Vendredi 31 juillet 2020 à 19h au Théâtre de Saint-Pierre

La troupe « Comédie à l’Antillaise », donnera deux représentations, vendredi 31 juillet à 19 heures et samedi 15 août  2020 à 18 heures, dans les ruines du théâtre de Saint-Pierre.
Lien de téléchargement :

La troupe amateur « Comédie à l’Antillaise » a été créée en avril 2016, et succède à « C’est nous-mêmes Théâtre » (2005 à 2016). La pièce « Le Nabab de Saint Pierre » a été créée en 2008, et présentée à l’Atrium, en salle Frantz Fanon, en 2010. 
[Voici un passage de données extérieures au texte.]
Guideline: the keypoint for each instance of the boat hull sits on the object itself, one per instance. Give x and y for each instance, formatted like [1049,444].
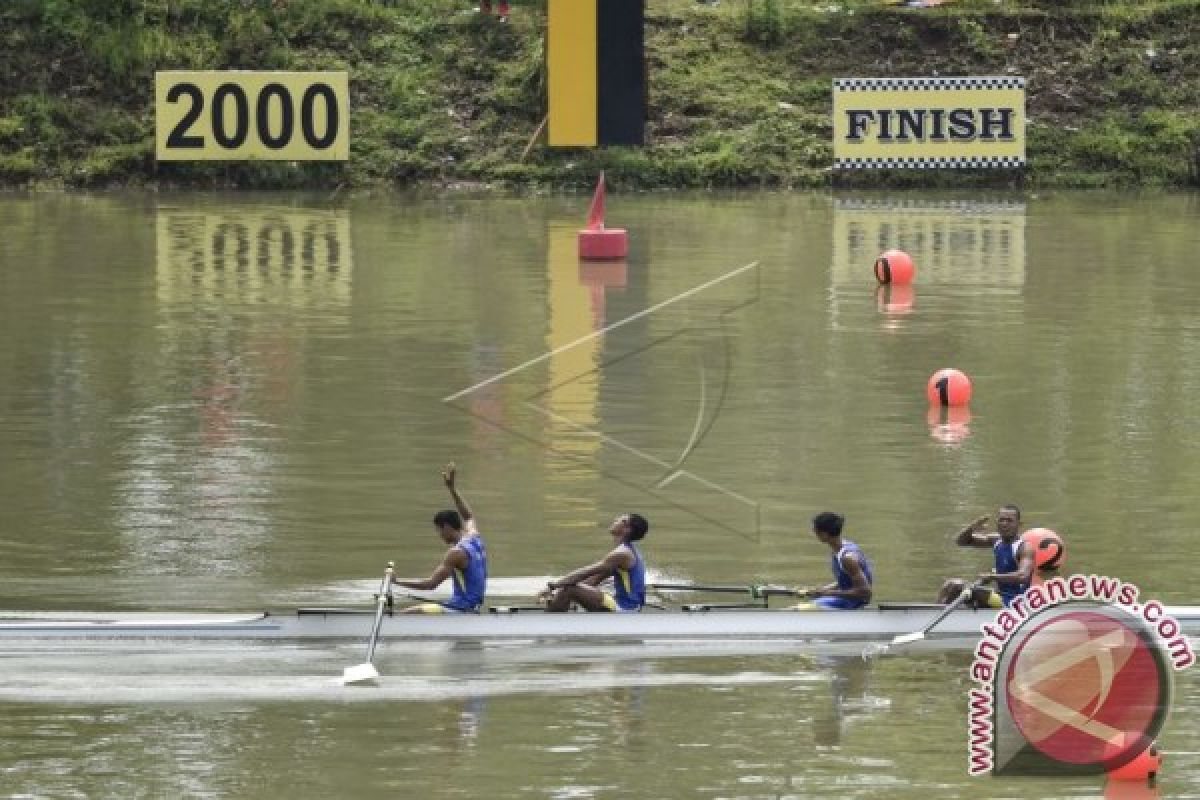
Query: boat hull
[871,624]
Le Nabab de Saint Pierre est l’adaptation de Angelo, tyran de Padoue, une pièce de Victor Hugo, un drame en prose représenté pour la première fois au Théâtre Français, le 28 avril 1835.

Lire : Angelo, un tyran pas doux pour un moment de pur plaisir ! —Par Roland Sabra—

Une adaptation théâtrale

Les deux dramaturges, Nady Nelzi et Ina Césaire, ont expliqué la genèse de leur projet, et notamment le pourquoi de leur choix : 

« Le théâtre de la ville de Fort-de-France présentait… Angelo, Tyran de Padoue, drame de Victor Hugo mis en scène par Didier Person, avec dans le rôle-titre le grand comédien français Pierre Santini.